1. Rate limit set, SQLite db
2. Rate limit set, Postgres db
3. Rate limit NOT set, db does not matter (because no rate limiting code is executed!)

So, 3 tests. And a few edits:

You can use @skip_unless_postgres to decorate test 2.

Add config["check_migrate_databases"] = False to the config setup of test 1. Galaxy's testing infrastructure can be quirky in places, and that's one of them. If you look at the database_conf method, line 366, you'll see that for postgres, we set this to False, but for sqlite we don't. As a result, galaxy will check the state of the database on startup, but won't find the alembic version table, and will raise an error (alembic is not initialized for integration tests). This setting takes care of it.

Finally, move the call to setup_users to the setUp() method; otherwise the sqlite database won't be initialized when you try to query it.

So, you might have something like this:

class TestRateLimit(TestCeleryUserRateLimitIntegration):
    def setUp(self):
        super().setUp()
        dburl = self._app.config.database_connection  # that's how you get to galaxy app instance
        setup_users(dburl)

    @classmethod
    def handle_galaxy_config_kwds(cls, config):        
        super().handle_galaxy_config_kwds(config)
        config["check_migrate_databases"] = False  # this goes ONLY in this one
        config["database_connection"] = sqlite_url()
        # ... all your sqlite-specific config settings + rate limiting go here

    def test_mock_pass_user_id_task(self):
        self._test_mock_pass_user_id_task([1, 2], 3, 0.1)

@skip_unless_postgres()
class TestRateLimitPostgres(TestCeleryUserRateLimitIntegration):
    # setUp: same as previous class
    # handle_galaxy_config_kwds: same, minus sqlite-related stuff
    # test_mock_pass_user_id_task: same

class TestNoRateLimit(TestCeleryUserRateLimitIntegration):
   # same as above; also no handle_galaxy_config_kwds

Overall, this is great work, really! We're almost done - I'm very much looking forward to merging this. Thank you for all your work on this, and thank you for bearing with me!

[claudiofr]

I'm adding task_user_id to all of the tasks. Calling functions contain either a user object of type, model.User, or a trans object. Can I assume that the model.User object and trans objects are always not None?
If so, can I assume that the trans.user object is not None?

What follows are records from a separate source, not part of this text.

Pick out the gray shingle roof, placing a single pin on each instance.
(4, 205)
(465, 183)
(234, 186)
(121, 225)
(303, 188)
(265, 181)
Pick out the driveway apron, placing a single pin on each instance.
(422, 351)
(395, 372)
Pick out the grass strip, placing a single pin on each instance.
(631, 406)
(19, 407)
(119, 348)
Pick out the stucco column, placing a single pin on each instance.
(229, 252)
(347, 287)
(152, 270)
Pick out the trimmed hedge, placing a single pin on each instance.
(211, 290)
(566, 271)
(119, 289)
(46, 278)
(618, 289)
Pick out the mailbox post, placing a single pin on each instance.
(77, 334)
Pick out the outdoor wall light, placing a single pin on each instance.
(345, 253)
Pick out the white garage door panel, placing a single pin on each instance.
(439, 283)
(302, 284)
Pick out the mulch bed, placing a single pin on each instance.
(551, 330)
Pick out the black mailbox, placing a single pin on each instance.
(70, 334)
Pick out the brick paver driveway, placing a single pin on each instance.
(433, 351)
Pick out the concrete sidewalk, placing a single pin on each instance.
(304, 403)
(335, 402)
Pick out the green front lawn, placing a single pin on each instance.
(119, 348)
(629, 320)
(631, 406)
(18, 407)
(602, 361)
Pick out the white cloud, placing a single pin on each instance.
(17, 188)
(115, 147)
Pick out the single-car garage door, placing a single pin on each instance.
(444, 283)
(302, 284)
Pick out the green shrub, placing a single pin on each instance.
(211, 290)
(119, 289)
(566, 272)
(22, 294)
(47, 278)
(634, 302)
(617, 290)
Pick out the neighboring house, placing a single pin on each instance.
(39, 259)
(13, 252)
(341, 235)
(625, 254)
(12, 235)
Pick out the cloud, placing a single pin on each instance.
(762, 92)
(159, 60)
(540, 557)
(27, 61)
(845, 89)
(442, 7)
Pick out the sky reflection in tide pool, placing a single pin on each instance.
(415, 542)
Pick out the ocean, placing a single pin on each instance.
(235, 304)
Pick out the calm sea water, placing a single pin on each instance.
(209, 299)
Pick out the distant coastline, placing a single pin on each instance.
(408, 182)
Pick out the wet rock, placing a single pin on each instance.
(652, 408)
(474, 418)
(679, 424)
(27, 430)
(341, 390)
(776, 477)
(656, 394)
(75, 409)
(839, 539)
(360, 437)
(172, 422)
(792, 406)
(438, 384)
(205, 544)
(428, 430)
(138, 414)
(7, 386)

This would mean I can pass user.id or trans.user.id without first having to verify that either user or trans.user is not None.

[jdavcs]

I'm adding task_user_id to all of the tasks. Calling functions contain either a user object of type, model.User, or a trans object. Can I assume that the model.User object and trans objects are always not None? If so, can I assume that the trans.user object is not None?

This would mean I can pass user.id or trans.user.id without first having to verify that either user or trans.user is not None.

I suppose it is safe to assume that if the caller's scope contains an object of type model.User, its value is not None. Same for trans. trans.user, on the other hand could be None. If there are cases where these assumptions do not hold, it'll fail fast, and we can then decide how to handle it.

[claudiofr]

I made the suggested code changes. I also added task_user_id to most of the celery task functions and changed the calling code to pass the user id.

[jdavcs]

Thank you, @claudiofr, for your contribution and for addressing all the comments! This is great work!